Bayne argues that technology and education are:
co-constitutive of each other, entangled in cultural, material, political and economic assemblages of great complexity
The term TEL, and what it implies, are flawed, because it doesn’t take account of this complexity. But what’s the alternative? It’d be a hard case to push to a VC that their new spangly TEL department should be renamed the ‘Department of Co-Constituitive Assemblages of Technology and Education’. DECATE for short. But I don’t think this is really what Bayne is getting at.

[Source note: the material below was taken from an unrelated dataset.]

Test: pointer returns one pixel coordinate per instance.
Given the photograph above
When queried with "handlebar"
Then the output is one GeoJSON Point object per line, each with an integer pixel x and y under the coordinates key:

Instead, I think the real message underlying Bayne’s argument is contra shorthandedness in general – the lazy binary of technological determinism vs technological instrumentalism, and the assumptions that we might make about education and technology and the relationship between the two. Bayne’s rallying call, ultimately, is for a heck of a lot of critical thinking.
I listened to this on the way to work yesterday, and Wayne McGregor – an award-winning choreographer, responsible for the Royal Ballet, had some fascinating things to say about technology and it’s relationship to the body. It’s definitely worth a listen (like all episodes of DID), but I transcribe below what I thought was particularly relevant:
“I’m fascinated by the technology of the body, I mean, if you think about the body as the most technologically literate thing that we have, in a world where technology is developing at a rate where we can experience our lives in really challenging and interesting ways. It just feels to me that the body is central to all those conversations”.
How is the body technologically literate? And is there a way of conceiving of this without being strictly anthropocentric?